У ворот Ибрагимова дома Лупу остановил коня. Увидав его с крыльца, Ибрагим бросился навстречу с распростертыми объятиями.
— Ишала! — радостно приветствовал он гостя. — Добро пожаловать, жупын ворник, — сказал он на молдавском языке, хотя внешностью ничем не отличался от турка.
— Рад, что вижу тебя в добром здравии, жупын Ибрагим!

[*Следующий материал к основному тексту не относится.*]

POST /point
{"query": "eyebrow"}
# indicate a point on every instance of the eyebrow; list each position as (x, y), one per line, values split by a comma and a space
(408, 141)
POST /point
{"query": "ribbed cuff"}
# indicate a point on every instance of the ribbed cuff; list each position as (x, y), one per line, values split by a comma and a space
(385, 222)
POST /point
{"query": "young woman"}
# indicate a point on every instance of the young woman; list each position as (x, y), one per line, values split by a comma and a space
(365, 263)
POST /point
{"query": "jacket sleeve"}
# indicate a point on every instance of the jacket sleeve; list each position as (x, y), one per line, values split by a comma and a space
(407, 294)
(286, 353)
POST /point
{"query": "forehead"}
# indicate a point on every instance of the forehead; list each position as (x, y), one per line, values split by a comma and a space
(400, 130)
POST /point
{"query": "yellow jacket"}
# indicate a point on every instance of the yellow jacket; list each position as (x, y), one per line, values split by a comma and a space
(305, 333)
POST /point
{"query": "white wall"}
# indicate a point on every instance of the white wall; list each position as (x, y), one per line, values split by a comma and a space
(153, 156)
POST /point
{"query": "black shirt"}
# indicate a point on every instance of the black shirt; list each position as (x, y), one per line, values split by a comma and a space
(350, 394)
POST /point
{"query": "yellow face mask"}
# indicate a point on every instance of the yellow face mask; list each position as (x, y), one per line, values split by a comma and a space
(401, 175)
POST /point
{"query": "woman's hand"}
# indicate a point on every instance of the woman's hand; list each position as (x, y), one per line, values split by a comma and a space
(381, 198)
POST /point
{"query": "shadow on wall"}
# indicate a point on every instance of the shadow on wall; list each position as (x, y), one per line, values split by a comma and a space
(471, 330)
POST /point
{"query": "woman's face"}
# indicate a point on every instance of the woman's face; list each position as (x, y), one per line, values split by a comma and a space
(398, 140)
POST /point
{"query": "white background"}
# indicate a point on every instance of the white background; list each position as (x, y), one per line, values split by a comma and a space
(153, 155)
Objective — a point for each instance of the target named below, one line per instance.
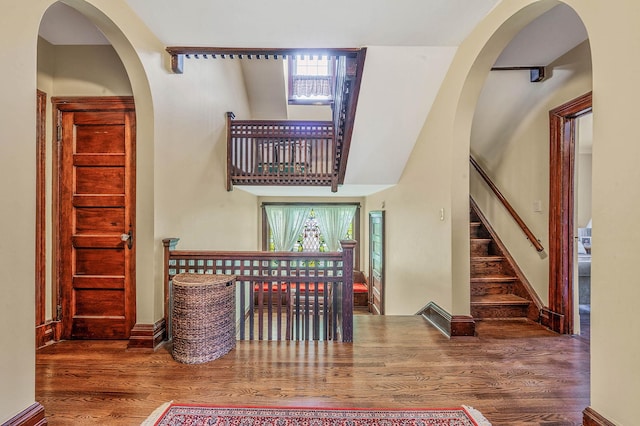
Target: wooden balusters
(280, 295)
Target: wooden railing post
(348, 247)
(169, 245)
(230, 116)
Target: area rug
(172, 414)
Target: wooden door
(376, 262)
(95, 208)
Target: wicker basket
(203, 317)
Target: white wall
(428, 258)
(510, 140)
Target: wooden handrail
(536, 243)
(305, 281)
(280, 152)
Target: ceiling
(420, 35)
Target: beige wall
(180, 123)
(436, 173)
(510, 139)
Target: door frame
(381, 311)
(75, 104)
(562, 126)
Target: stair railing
(530, 236)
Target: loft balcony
(286, 152)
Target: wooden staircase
(498, 290)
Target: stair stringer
(522, 287)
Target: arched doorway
(563, 124)
(103, 68)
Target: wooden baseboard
(147, 337)
(450, 326)
(591, 418)
(30, 416)
(462, 326)
(552, 320)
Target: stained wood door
(96, 216)
(376, 262)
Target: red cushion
(360, 288)
(265, 287)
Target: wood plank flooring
(515, 373)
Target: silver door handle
(128, 237)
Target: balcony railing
(280, 153)
(279, 295)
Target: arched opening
(84, 65)
(509, 138)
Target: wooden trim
(30, 416)
(592, 418)
(523, 287)
(41, 164)
(462, 326)
(532, 238)
(552, 320)
(124, 104)
(230, 116)
(147, 336)
(351, 114)
(561, 208)
(169, 244)
(449, 325)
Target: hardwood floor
(395, 361)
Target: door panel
(376, 261)
(96, 181)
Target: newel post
(348, 247)
(169, 245)
(230, 116)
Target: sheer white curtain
(333, 222)
(286, 224)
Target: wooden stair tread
(499, 299)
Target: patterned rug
(171, 414)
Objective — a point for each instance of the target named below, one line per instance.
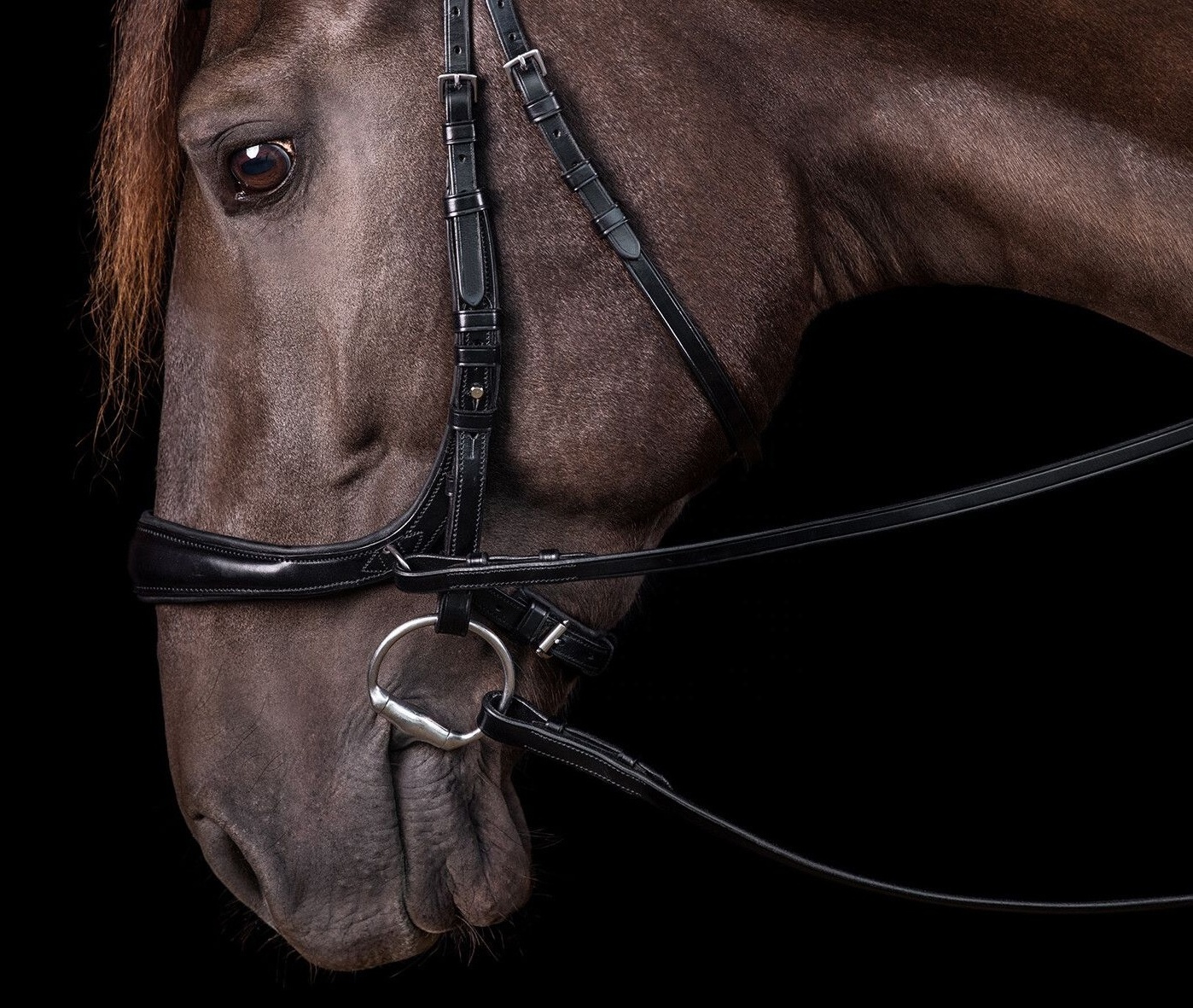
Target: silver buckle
(548, 642)
(521, 61)
(455, 83)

— Называй меня Ионикой, твоя честь! — с укоризной промолвил хозяин дома.
— Ладно, Ионикэ. Ну, как поживаешь, братец?
— Верчусь, как могу. Но пойдем в дом. Мариам! — кликнул он старую служанку. — Принеси-ка нам перекусить!
— Эти люди со мной, — сказал ворник, показывая на своих провожатых. — Сможешь приютить их?
— И они, и кони получат все необходимое.
Мужчины уселись по-турецки на ковер и, обмакнув кончики пальцев в воду, занялись пловом с изюмом и запеченным барашком с пряностями. С Босфора тянуло запахом водорослей и ночной прохладой. Лунный серп повис на черном небе, как серьга в ухе цыганки.